17 mei 2010
It's tempting to think of time as a linear sequence of events best captured by a straight line, the x-axis on a graph for example. But physicists have never felt constrained by such a definition, on the contrary they've never hesitated to mould time to their own ends. In thermodynamics, for example, the arrow of time comes about because of irreversible phenomena such as phase transitions, bifurcations and chaos. In relativity, space and time are as one, and Minkowski, in his famous formulation, used the idea of a 'causality cone' to explain the correlation between physical objects. In quantum mechanics, the notion of time becomes even more strange. Time is sometimes two-dimensional, sometimes reversible to maintain CPT (charge, parity, time) symmetry and at other times discontinuous and fractal-like.

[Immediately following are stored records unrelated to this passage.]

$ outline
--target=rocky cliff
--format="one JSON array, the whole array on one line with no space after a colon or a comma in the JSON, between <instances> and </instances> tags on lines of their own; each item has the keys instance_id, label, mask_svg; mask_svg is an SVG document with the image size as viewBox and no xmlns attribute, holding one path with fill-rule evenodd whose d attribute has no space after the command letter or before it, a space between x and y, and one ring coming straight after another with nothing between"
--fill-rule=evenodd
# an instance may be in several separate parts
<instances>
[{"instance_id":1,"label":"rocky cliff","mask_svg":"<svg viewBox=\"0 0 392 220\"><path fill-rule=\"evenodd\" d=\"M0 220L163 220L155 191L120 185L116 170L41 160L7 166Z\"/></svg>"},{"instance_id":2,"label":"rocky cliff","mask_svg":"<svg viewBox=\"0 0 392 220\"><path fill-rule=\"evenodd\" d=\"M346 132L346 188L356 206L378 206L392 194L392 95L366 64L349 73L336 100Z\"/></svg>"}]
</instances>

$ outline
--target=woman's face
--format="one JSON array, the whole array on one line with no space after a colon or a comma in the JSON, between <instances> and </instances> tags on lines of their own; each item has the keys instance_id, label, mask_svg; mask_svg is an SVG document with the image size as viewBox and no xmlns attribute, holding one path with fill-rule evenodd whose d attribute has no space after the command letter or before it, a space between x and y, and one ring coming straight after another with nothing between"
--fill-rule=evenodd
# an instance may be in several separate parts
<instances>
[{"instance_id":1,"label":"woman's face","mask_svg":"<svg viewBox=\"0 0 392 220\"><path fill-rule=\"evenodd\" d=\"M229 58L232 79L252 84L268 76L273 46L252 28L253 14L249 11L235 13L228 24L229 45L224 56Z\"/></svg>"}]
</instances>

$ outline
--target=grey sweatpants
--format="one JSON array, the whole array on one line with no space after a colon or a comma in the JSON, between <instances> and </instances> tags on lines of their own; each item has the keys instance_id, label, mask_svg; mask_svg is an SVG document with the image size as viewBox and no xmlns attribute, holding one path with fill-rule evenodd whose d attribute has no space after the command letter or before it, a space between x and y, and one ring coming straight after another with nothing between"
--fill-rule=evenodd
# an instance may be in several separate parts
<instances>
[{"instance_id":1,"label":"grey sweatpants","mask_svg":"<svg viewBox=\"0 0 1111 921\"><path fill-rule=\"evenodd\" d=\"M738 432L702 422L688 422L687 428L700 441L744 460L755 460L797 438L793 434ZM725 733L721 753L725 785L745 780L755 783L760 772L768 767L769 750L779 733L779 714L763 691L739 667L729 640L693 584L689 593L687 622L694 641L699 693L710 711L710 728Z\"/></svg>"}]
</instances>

In short, physicists reformulate time in whatever suits them, or at least in whatever way provides the best predictive or explanatory power. So why shouldn't biologists try the same trick? Today, they get their chance thanks to some innovative thinking by Giuseppe Longo at the Ecole Normale Superieure in Paris et deux amis.
Longo and co argue that biological entities require a non-linear formulation of time because their existence is characterised by rhythms and cycles rather than linear processes.
So the team has formulated a notion of time which captures the essential rhythms and cycles of biology.